混乱に乗じて、はっきり話せるようになったのがよかったのかもしれない。
また、アリスもロザリアに対する印象が大きく変わっていた。
これがロザリアにとって初めての友達……アリスとの、邂逅になった。
◆
ロザリアは過去最高に浮かれ気分で自身の寮へ戻っていた。
アリスと話せた。
なんとなく、誤解も解けたような気がする。
先ほどの会話を思い出して、頬を緩ませる。
『ロザリアちゃんって、話すとイメージとは全然違うね』
『私、その、口下手で、人見知りだから……』
『もっと怖い人なのかと勝手に思っていて、本当にごめんなさい』
『いいの。ずっと話せない私が、悪いのよ』
真白を撫でながら、二人はかなり長い時間話していた。
アリスには自身が孤児院出身だというコンプレックスがあり、彼女も彼女でまだ学園にうまく溶け込めていないのだという。
『それにまだ武具の召喚もできないし』
『私も同じ……』
二人は顔を見合わせて苦笑した。
実技訓練の時間、いつも訓練場の端っこでアレイズに武具召喚の練習をさせられていたからだ。
二人はぽつぽつとお互いのことを話して、その日は別れた。
真白はいつも、教室に置いていくらしい。
朝と昼と夜に世話にきているのだとか。
今飼い主を探していて、何人かかいたいという人を見つけたので、予定を合わせて真白をつれていくつもりなのだそうだ。

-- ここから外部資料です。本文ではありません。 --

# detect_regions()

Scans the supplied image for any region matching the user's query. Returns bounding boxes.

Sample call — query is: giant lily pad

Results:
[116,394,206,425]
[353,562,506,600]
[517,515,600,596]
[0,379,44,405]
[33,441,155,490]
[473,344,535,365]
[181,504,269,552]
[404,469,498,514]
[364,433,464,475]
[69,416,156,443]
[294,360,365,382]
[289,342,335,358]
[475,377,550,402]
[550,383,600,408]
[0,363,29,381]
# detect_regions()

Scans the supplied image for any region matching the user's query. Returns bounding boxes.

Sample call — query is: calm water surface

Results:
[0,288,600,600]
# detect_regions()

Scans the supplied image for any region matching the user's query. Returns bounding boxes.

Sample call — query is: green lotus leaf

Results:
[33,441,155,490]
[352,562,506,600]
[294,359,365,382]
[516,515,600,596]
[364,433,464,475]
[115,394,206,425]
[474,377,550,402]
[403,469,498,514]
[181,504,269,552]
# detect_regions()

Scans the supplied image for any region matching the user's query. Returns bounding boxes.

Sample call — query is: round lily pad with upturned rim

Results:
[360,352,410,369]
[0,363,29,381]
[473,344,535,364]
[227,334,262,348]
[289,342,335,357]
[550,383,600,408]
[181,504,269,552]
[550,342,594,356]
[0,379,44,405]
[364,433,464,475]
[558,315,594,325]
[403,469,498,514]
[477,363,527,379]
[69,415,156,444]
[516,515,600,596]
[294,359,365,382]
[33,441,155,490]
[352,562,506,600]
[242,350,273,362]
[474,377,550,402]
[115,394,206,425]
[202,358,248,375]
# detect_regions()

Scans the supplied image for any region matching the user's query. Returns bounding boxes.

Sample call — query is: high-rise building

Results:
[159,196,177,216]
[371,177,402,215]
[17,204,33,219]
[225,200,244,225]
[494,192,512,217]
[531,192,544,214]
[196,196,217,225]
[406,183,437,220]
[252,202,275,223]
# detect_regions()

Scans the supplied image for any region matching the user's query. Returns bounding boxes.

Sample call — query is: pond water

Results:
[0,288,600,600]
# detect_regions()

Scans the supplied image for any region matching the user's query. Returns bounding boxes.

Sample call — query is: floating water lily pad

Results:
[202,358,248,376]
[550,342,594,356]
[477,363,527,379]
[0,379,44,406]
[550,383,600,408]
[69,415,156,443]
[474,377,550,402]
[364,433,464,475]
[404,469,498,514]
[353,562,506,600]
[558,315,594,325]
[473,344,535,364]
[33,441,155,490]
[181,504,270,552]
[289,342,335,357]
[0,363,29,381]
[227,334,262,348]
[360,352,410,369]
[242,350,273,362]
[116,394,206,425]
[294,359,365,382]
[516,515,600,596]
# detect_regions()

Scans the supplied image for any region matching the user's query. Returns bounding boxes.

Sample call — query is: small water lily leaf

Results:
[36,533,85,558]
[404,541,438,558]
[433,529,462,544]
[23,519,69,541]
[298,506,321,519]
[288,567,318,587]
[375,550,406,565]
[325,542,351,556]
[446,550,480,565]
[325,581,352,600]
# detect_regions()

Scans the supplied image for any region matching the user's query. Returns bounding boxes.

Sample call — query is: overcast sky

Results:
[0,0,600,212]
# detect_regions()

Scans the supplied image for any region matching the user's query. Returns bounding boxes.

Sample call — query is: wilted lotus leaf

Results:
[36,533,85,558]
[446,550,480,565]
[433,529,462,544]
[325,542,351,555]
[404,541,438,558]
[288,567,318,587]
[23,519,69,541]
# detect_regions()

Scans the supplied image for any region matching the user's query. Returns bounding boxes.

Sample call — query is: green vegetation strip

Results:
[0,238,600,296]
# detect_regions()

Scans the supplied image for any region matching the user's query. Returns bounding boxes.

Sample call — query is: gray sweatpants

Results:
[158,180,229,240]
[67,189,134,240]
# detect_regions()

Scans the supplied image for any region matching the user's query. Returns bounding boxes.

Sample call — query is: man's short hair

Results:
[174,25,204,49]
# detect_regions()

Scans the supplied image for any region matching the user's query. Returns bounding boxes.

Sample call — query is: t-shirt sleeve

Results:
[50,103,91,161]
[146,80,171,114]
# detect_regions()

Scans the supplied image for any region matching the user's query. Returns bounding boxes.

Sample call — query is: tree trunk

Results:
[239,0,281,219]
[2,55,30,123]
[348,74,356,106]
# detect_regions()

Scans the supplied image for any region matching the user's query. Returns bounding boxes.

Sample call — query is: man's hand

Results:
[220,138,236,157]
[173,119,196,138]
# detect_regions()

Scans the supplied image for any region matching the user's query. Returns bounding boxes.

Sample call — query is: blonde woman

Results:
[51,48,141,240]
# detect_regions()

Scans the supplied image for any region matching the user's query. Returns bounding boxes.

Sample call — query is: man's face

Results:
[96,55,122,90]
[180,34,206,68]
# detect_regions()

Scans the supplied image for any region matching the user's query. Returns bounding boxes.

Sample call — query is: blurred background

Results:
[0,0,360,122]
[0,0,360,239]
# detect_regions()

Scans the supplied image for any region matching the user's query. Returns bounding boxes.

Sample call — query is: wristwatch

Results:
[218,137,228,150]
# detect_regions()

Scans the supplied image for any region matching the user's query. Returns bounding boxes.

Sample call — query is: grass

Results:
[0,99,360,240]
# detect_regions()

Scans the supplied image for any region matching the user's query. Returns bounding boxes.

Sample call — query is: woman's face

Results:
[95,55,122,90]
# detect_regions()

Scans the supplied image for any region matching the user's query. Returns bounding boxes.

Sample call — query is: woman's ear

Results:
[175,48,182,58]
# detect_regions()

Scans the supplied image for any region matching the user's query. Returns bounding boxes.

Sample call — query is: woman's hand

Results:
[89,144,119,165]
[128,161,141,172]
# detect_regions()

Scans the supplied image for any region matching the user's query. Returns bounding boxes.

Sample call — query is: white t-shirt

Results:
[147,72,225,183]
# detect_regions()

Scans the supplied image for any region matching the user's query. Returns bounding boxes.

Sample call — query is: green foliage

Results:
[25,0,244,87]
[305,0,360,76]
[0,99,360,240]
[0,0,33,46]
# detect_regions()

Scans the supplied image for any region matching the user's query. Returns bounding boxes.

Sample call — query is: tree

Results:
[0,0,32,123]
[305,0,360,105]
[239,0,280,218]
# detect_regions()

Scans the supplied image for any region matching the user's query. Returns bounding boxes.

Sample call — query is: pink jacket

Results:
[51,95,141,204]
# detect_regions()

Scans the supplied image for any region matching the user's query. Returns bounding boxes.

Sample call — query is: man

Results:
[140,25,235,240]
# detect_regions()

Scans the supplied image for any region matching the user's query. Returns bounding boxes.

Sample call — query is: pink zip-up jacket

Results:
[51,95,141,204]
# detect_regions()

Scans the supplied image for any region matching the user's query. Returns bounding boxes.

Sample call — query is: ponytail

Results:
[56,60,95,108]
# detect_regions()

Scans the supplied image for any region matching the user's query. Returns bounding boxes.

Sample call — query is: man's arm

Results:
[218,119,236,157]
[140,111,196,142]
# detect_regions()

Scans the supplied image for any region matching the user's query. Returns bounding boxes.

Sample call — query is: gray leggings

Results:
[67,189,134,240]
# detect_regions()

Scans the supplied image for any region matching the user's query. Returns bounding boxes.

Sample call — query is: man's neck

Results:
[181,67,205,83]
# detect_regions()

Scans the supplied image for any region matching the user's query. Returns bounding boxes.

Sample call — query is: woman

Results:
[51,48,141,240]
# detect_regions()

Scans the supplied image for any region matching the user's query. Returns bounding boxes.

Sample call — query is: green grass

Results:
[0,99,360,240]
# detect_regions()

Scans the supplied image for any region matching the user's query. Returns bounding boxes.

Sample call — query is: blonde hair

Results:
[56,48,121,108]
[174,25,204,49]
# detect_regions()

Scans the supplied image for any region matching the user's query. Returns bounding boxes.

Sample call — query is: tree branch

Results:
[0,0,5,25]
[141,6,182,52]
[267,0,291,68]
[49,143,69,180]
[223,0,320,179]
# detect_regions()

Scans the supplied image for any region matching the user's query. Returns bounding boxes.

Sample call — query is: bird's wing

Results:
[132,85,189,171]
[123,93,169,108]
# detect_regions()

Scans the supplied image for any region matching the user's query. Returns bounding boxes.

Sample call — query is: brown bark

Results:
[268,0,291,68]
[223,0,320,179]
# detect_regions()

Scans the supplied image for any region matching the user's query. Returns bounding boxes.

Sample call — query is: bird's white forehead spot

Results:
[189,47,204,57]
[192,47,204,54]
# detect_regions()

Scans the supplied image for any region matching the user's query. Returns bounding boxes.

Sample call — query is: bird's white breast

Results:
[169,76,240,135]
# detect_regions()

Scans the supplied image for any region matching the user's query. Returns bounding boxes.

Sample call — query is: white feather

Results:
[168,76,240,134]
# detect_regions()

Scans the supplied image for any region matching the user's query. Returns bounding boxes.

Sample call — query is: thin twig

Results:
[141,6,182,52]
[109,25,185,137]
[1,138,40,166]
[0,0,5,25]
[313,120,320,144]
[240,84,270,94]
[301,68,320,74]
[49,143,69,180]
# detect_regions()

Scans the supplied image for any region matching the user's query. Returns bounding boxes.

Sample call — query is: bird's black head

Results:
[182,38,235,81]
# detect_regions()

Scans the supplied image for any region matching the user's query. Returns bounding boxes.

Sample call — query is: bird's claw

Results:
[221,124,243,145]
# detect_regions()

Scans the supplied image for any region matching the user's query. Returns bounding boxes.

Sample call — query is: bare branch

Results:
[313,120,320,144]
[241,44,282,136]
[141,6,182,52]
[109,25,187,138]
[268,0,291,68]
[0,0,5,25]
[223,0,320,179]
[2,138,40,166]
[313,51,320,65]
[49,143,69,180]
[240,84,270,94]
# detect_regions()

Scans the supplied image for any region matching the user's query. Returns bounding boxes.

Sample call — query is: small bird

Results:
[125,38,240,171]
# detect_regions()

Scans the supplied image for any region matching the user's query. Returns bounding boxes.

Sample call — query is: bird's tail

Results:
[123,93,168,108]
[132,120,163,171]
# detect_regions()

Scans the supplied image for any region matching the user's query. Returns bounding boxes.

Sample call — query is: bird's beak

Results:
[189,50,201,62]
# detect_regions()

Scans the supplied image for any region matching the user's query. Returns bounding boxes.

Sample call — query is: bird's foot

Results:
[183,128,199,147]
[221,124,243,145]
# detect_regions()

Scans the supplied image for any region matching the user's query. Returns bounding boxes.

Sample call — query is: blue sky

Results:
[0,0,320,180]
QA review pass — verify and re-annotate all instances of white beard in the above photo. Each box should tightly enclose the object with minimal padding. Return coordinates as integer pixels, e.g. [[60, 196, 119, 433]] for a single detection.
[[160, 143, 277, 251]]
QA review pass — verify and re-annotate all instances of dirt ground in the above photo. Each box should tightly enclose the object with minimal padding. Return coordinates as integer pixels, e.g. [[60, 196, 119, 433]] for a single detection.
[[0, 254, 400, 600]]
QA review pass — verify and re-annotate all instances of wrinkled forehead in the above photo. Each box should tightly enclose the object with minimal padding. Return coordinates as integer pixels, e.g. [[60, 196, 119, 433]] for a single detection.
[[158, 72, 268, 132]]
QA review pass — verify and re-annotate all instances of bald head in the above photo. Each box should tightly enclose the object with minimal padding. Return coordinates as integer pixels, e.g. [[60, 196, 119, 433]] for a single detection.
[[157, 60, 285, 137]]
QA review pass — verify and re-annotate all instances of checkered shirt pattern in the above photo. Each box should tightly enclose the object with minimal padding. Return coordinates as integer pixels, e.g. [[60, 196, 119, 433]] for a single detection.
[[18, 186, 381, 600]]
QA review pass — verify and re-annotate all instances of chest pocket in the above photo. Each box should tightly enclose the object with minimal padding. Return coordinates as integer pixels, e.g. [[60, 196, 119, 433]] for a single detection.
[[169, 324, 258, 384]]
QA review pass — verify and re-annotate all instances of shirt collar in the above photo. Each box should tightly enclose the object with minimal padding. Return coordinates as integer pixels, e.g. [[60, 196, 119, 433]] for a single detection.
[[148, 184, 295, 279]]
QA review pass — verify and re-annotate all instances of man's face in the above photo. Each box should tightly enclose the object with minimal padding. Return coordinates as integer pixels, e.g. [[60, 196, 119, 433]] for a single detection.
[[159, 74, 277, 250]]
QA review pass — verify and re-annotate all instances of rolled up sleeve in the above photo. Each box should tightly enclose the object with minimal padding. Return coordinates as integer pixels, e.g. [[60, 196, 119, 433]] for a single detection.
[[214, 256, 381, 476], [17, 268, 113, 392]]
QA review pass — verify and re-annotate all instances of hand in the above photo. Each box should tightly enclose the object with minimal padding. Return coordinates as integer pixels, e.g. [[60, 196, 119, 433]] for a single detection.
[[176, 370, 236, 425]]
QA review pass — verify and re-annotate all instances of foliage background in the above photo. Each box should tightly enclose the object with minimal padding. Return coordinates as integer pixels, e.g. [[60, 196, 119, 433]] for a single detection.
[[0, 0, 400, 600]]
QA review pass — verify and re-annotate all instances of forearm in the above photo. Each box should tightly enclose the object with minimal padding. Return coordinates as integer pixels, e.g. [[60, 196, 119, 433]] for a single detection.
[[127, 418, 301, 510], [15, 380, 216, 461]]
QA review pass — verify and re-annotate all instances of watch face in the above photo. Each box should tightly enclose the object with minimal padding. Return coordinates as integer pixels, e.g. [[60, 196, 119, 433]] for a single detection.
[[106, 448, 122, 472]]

「ふふ。天球儀に頭ぶつけて、変な男の夢を見て。なんだか今日は最悪な日かもって思ったけど、そうでもなかったわ」
ロザリアはベッドへダイブした。
男子は基本的に相部屋が多いのだが、女子は個室を与えられている。
もともと人数が少なく、黒寮の一年生はロザリアしかいないからだ。
ほとんどカスタマイズされていないロザリアの部屋。
殺風景なその部屋も、今はなんだかキラキラとして見えた。
「私にも、もしかしたら夢の学園生活が……」
そう言いながら、ベッドに横になる。
すると、ずきん、と頭に痛みが走った。
「ッ」
ロザリアは顔をしかめる。
そういえば、天球儀に思いっきり頭をぶつけてしまったのだ。
「あの夢……変だったな」
妙にリアルな夢だった。
まるで本当に、あの男に会ったような。
ロザリアはしばらくぼんやりしていたが、ベッドからおき上がった。
保健室にいって、たんこぶを冷やすものをもらおうと思ったのだ。
「頭の怪我って怖いって言うしね……」
そう呟くと、ロザリアは部屋を出た。